# Is "The Children of Green Knowe" by Lucy M. Boston a First Edition?

> **Quick answer.** A first edition of The Children of Green Knowe by Lucy M. Boston (Faber and Faber, 1954) is identified by: London: Faber and Faber Limited, 1954. The UK Faber 1954 edition is the true first.

**Checklist — a true first has these:**
- London: Faber and Faber Limited, 1954
- Octavo, 157 pages, with a monochrome frontispiece and five further plates plus in-text drawings — pen-and-ink and scraperboard work by the author's son Peter Boston, which many later paperback and some later hardcover editions omit entirely
- Publisher's green cloth lettered in blue at the spine
- Publisher's pictorial dust wrapper, priced at the flap on unclipped copies
- Faber's house style for the year sets the imprint statement in roman numerals — "First published in mcmliv by Faber and Faber Limited 24 Russell Square London W.C.1" — with later impressions adding a reprint line beneath it; this wording is confirmed as Faber's 1954 practice (it is the recorded statement in Faber books of that year) rather than transcribed from a copy of this title, so treat it as house practice pending a direct collation
- A commended runner-up for the 1954 Carnegie Medal and the first of the six Green Knowe books
- Publisher imprint reads Faber and Faber

| | |
|---|---|
| Author | Lucy M. Boston |
| Publisher | Faber and Faber |
| Year | 1954 |
| True first | UK edition |
| Format | Children's / illustrated |
| Key point | London: Faber and Faber Limited, 1954 |
| Book-club edition exists? | No |

## Points of issue
London: Faber and Faber Limited, 1954. Octavo, 157 pages, with a monochrome frontispiece and five further plates plus in-text drawings — pen-and-ink and scraperboard work by the author's son Peter Boston, which many later paperback and some later hardcover editions omit entirely. Publisher's green cloth lettered in blue at the spine. Publisher's pictorial dust wrapper, priced at the flap on unclipped copies. Faber's house style for the year sets the imprint statement in roman numerals — "First published in mcmliv by Faber and Faber Limited 24 Russell Square London W.C.1" — with later impressions adding a reprint line beneath it; this wording is confirmed as Faber's 1954 practice (it is the recorded statement in Faber books of that year) rather than transcribed from a copy of this title, so treat it as house practice pending a direct collation. A commended runner-up for the 1954 Carnegie Medal and the first of the six Green Knowe books.

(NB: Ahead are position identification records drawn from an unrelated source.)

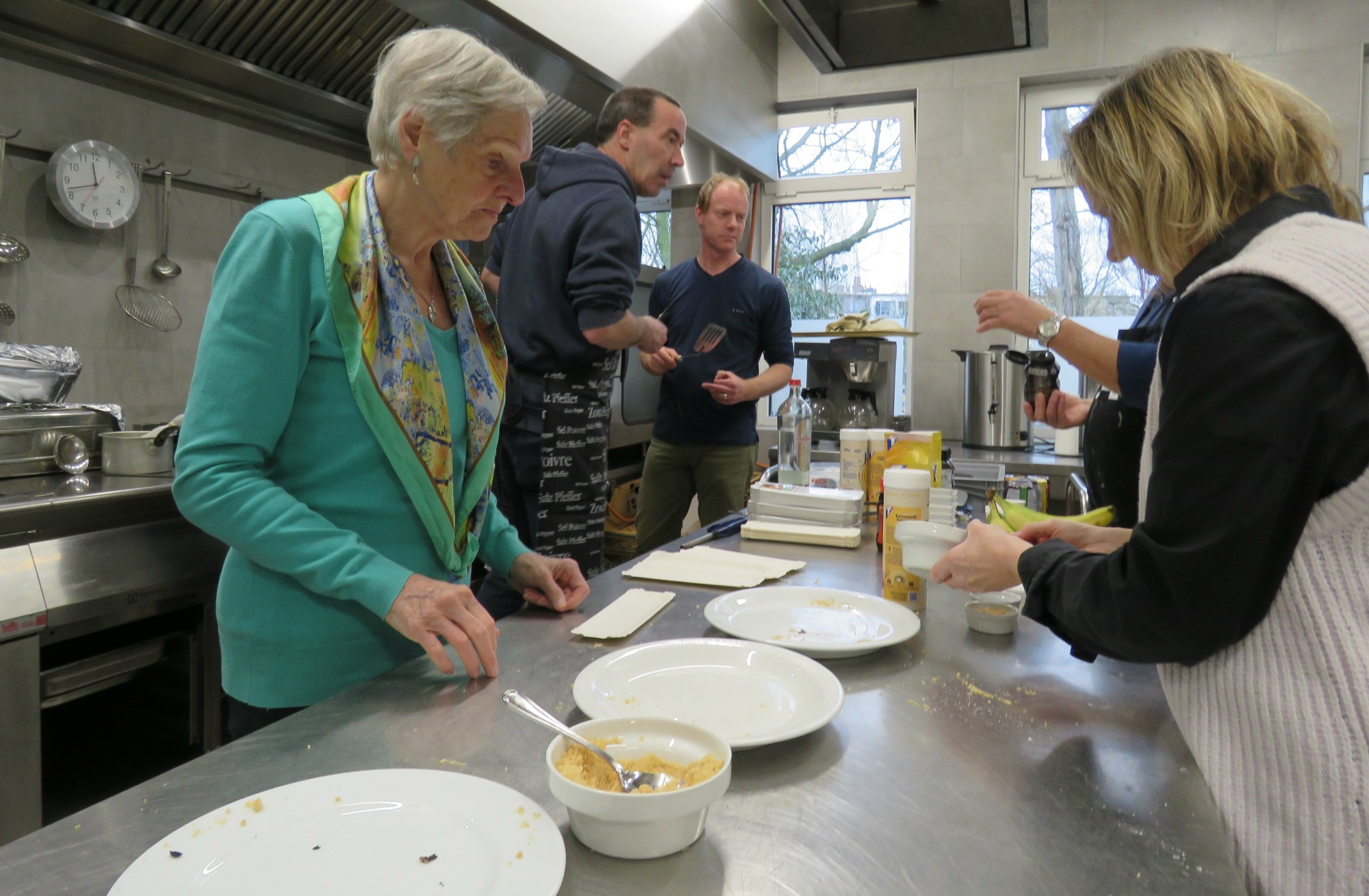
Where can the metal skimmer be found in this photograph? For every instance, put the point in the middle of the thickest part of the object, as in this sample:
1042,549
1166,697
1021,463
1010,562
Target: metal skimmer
707,340
144,306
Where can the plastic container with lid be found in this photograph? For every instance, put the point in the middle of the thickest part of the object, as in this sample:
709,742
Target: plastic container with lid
784,498
906,498
878,440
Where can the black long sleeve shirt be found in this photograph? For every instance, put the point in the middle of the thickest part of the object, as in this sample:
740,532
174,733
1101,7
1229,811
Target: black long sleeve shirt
1266,411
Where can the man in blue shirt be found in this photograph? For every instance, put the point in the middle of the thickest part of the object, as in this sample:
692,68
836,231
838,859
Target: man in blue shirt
704,440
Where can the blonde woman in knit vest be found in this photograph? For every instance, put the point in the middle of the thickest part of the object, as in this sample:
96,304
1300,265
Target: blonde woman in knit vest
1248,577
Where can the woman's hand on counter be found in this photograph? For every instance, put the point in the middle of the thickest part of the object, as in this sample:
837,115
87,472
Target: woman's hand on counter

## Is this the true first?
The UK Faber 1954 edition is the true first. The first American edition (New York: Harcourt, Brace, 1955) follows a year later, retains the Peter Boston illustrations and also collates 157 pages; it is collected as the American first but carries no priority. Note the series retitling trap: Boston's second book, The Chimneys of Green Knowe (Faber, 1958), was issued by Harcourt as Treasure of Green Knowe — the American retitling applies to that volume, not to this one, so a "Treasure of Green Knowe" is not this book under another name.

## Telling it from reprints & book-club editions
No book-club issue of the Faber first is documented in the sources consulted. The working traps are later Faber impressions (caught by the reprint line added under the roman-numeral imprint statement), the Harcourt 1955 American edition offered as a "first," the cheap later reprints and paperbacks that drop the Peter Boston illustrations altogether, and the recent Faber 70th-anniversary illustrated edition, which restores the original artwork and can mislead at a glance.